まいにち すみません 【創作童話】

この子が生まれてから、毎日謝ってばかり。

昼寝をしている我が子を見ながら、ため息が出てしまう。

 

この子がお腹の中にいた時は、

会いたくて、会いたくて、仕方がなかった。

いっぱい遊んで、いっぱい可愛がって、

そんな日々を夢見ていた。

 

でも、今は…

一歩外に出れば、

スーパーで走り回る子供を追いかけながら、「すみません」

公園で他の子のオモチャを取ってしまって、「すみません」

道路に飛び出しそうになって、「すみません」

毎日毎日、謝ってばかり。

 

家の中に入れば、

「自分でできる」と言って、牛乳をこぼし、

ブロックがくっつかないと、泣いて、

玄関の靴を部屋に並べて、ドヤ顔をして、

毎日毎日、この子に振り回されて、正直、もう限界。

 

お昼寝をしてくれている時間だけが、ホッとできる。

本当は、もっと上手に子育てできると思ってた。

本当は、もっと子育ては楽しいと思ってた。

そんなことを考えながら、この子の寝顔を見ていたら、何もできず時間が過ぎて行く。

そっと頭を撫でていたのに、うっかり子供を起こしてしまった。

「起こしちゃって、ごめんね。
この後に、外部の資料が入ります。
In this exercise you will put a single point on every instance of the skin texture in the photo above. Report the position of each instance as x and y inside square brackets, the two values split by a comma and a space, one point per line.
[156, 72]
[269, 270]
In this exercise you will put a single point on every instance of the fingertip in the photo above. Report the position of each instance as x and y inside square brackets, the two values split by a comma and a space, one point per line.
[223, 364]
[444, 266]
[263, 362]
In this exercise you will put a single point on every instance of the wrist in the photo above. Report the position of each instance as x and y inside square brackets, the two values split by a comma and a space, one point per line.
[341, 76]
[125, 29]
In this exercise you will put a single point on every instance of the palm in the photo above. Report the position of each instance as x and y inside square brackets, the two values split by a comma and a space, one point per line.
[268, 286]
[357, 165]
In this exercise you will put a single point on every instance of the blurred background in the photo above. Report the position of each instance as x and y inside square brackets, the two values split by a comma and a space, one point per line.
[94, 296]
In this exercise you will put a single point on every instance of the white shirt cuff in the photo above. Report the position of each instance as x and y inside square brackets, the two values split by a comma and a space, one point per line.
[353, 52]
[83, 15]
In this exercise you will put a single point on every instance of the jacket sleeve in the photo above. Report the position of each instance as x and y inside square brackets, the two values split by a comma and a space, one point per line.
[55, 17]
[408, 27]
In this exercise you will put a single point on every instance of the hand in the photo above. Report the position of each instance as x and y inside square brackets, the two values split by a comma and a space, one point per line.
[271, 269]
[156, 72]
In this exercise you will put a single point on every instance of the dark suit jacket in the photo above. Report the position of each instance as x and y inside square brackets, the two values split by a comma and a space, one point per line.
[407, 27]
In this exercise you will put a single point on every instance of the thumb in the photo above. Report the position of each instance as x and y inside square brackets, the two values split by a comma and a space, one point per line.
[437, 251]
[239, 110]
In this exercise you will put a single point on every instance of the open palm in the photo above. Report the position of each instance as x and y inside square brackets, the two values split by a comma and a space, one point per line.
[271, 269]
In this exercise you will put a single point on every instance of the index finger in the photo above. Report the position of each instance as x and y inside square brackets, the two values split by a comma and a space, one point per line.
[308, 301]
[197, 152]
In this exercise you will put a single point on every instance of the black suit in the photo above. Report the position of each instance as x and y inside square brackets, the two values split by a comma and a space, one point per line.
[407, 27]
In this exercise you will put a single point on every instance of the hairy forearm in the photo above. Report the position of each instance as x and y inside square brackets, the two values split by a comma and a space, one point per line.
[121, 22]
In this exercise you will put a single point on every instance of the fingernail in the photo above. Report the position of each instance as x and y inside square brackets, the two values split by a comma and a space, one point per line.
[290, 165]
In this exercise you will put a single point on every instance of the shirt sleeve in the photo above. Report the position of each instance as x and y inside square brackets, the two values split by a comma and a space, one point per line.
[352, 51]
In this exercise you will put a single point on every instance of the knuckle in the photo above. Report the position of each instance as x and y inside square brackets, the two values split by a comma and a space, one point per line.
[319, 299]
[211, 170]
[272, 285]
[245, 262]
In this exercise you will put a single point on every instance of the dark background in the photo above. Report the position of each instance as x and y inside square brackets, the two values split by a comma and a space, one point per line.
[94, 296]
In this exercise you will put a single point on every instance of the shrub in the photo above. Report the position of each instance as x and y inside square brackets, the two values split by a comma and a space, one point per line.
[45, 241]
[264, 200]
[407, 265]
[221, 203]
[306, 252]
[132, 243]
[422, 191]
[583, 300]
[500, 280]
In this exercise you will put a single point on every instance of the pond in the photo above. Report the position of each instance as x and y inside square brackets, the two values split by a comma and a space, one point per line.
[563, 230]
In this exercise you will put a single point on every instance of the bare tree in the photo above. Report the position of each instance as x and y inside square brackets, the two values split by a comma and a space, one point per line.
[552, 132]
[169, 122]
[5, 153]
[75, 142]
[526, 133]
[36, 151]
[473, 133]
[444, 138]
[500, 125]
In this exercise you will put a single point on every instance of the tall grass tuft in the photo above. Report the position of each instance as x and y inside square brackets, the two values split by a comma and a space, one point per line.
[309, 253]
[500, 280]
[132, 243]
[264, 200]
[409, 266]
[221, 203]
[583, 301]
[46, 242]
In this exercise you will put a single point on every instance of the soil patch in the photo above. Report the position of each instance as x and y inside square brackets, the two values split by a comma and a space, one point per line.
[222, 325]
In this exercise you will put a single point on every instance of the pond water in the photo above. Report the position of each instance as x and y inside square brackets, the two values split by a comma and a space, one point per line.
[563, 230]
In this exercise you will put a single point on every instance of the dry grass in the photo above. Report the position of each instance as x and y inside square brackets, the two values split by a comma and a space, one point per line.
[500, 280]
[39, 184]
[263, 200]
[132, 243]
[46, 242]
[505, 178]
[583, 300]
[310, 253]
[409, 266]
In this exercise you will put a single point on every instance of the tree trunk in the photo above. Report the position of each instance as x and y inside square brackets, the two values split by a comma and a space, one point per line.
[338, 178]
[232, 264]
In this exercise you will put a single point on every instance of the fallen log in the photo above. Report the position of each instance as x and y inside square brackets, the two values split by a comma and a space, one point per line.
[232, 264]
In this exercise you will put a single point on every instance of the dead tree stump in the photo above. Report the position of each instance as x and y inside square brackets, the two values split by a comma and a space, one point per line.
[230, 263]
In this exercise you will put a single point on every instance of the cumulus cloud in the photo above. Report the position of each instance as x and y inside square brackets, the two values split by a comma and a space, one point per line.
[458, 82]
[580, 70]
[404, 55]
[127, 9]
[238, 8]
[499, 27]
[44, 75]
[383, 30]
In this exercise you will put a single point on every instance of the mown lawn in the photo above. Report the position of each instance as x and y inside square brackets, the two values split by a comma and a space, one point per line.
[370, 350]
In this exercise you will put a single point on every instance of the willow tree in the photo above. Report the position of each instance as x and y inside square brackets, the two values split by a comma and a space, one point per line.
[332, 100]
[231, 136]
」

まだ夢と現実の間を彷徨って、この子がぼーっとしている間に、私は重い腰を上げ、冷蔵庫を確認する。

「買い物に行かなくちゃ。」

 

平日の昼間のスーパーは空いている。

今日は、お昼寝をした後だからか、機嫌が良い。

カートにお利口に座っている。

良かった、順調に買い物ができた。

足早にレジに向かう。

あとは、会計だけ、のはずが…

 

突然、天井を指差して、

「あれが欲しい。」

と言い出した。

スーパーの天井から赤や青の大きな風船がぶら下がっている。

この間は、無かったのになあ。

「取って、取って。」

と、静かなスーパーにウチの子の声が大きい。

周りにいる人たちの注目を浴びている。

やっぱり今日も謝るのか。

「すみません」と言いかけた、その時。

 

幼稚園生くらいの男の子が、ウチの子に近づいてきた。

そして、「どうぞ」と言って、ウチの子の小さな手に折り紙をのせた。

男の子は、ササっと走っていってしまい、ウチの子は手の中を見つめている。

 いつの間にか、周りの人もいなくなり、今のうちだと、私は急いでレジに向かった。

 

スーパーを出て、子どもの手の中を見ると、それは折り紙で作った風船だった。

私が息を吹いて、紙風船を膨らませると、びっくりして、「元に戻して!」と怒った。

 

夜、子供が寝てから、握ったままの手の中から紙風船を取り出した。

大事にして、離さなかった紙風船

私は、この子が生まれてから、周りはみんな敵だと思っていた。

でも、今日、小さなヒーローが現れて、私たちを救ってくれた。

この子も、あんなふうに育ってくれたらいいなあって思った。

毎日毎日、謝ってばかりだけど、今が全部じゃない。

この子は成長する。

この子には未来がある。

 

私は今日、小さなヒーローから希望をもらった。